Düsseldorfer Stadtwerke sollen weiter privatisiert werden

Der Gewerkschaft ver.di passt der Plan der Stadt Düsseldorf, mindestens die Hälfte ihres Aktienpakets an den Stadtwerken an die EnBW zu verkaufen, nicht. Sie befürchtet eine Gefährdung der Versorgungssicherheit. Der Stadt indes beschwert die Transaktion knapp 360 Millionen Euro.

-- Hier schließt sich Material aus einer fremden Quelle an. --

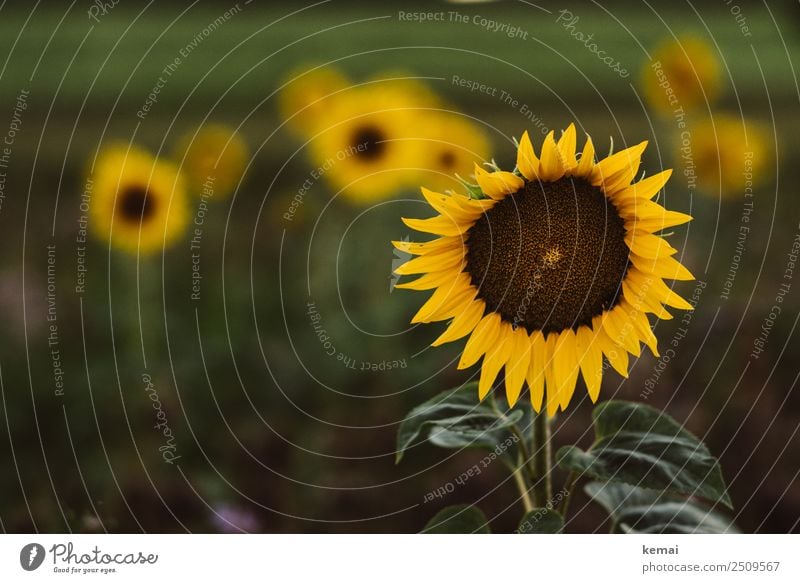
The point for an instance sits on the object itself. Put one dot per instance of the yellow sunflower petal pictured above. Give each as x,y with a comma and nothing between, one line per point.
566,147
665,295
551,168
590,357
448,206
536,370
565,367
551,384
637,294
463,322
497,185
427,247
436,262
527,162
444,300
647,245
643,329
665,267
586,163
494,360
620,330
619,169
519,362
646,188
428,281
481,340
440,225
616,355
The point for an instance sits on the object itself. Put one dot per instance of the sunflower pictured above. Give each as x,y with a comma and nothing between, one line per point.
730,154
305,95
215,154
684,72
139,203
549,268
451,146
368,150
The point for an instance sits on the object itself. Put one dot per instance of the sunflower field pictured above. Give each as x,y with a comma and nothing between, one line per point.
343,267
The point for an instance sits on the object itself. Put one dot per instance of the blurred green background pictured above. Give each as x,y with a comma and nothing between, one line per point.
272,433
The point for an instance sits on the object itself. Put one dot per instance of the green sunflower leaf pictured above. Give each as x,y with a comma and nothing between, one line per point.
638,445
635,510
541,521
456,419
459,519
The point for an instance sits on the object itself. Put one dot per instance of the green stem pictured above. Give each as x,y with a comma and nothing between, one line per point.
569,486
522,486
542,470
524,452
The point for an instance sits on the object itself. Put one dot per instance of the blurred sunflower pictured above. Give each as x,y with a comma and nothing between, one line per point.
688,67
139,203
557,266
368,149
730,154
451,145
216,153
304,98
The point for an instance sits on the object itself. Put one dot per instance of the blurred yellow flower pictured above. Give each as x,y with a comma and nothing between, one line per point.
731,155
682,73
139,203
368,149
450,145
304,98
216,154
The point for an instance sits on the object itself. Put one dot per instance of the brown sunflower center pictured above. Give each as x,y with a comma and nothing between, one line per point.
369,142
136,203
549,257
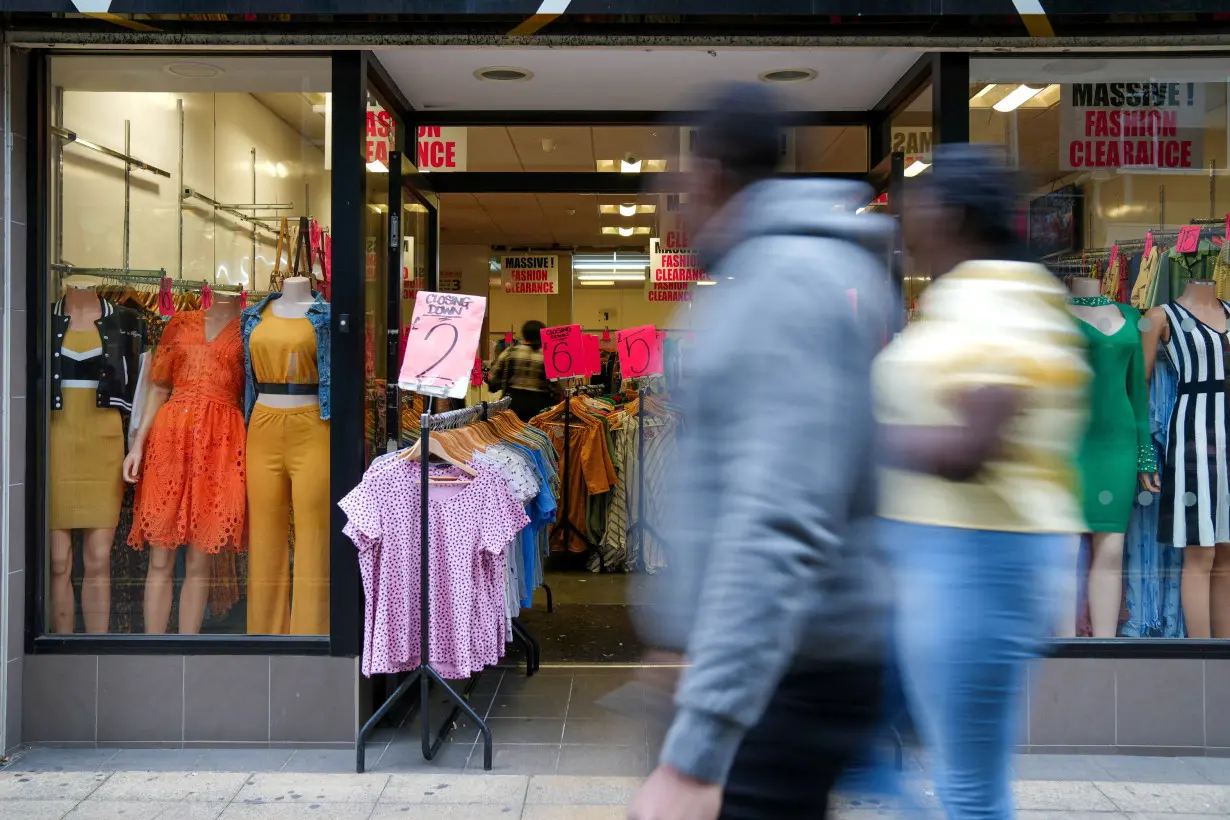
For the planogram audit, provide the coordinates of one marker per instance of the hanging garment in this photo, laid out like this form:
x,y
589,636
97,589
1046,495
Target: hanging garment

Stromzähler© Gina Sanders / Fotolia.com

Düsseldorf (ddp-nrw/sm) - Die Stadt Düsseldorf will sich nach Informationen der Gewerkschaft ver.di von weiteren Anteilen an den Stadtwerken trennen. Geplant sei der Verkauf von mindestens 25 Prozent an den baden-württembergischen Energiekonzern EnBW, sagte der Geschäftsführer von ver.di Düsseldorf, Gustav Wilden, der Nachrichtenagentur ddp. Bereits am 15. Dezember solle im Düsseldorfer Stadtrat der Verkauf besiegelt werden, der Oberbürgermeister Joachim Erwin (CDU) einen Erlös von rund 360 Millionen Euro bescheren werde.

Für den Fall einer weiteren Privatisierung der Energiewirtschaft befürchtet ver.di eine Gefährdung der Versorgungssicherheit der Bevölkerung. Der jüngste Versorgungsnotstand im Münsterland habe gezeigt, dass in der Stromversorgung ein breit gefächertes Eigentum unbedingt notwendig sei, betonte Wilden.

Zurzeit hält die Stadt Düsseldorf mit 50,1 Prozent noch die Mehrheit an den Stadtwerken. Erst 2001 war sie mit ihrem Vorhaben des Verkaufs zusätzlicher Anteile durch ein Bürgerbegehren gestoppt worden. Die Bevölkerung hatte sich damals klar für eine Beibehaltung der städtischen Mehrheitsbeteiligung ausgesprochen.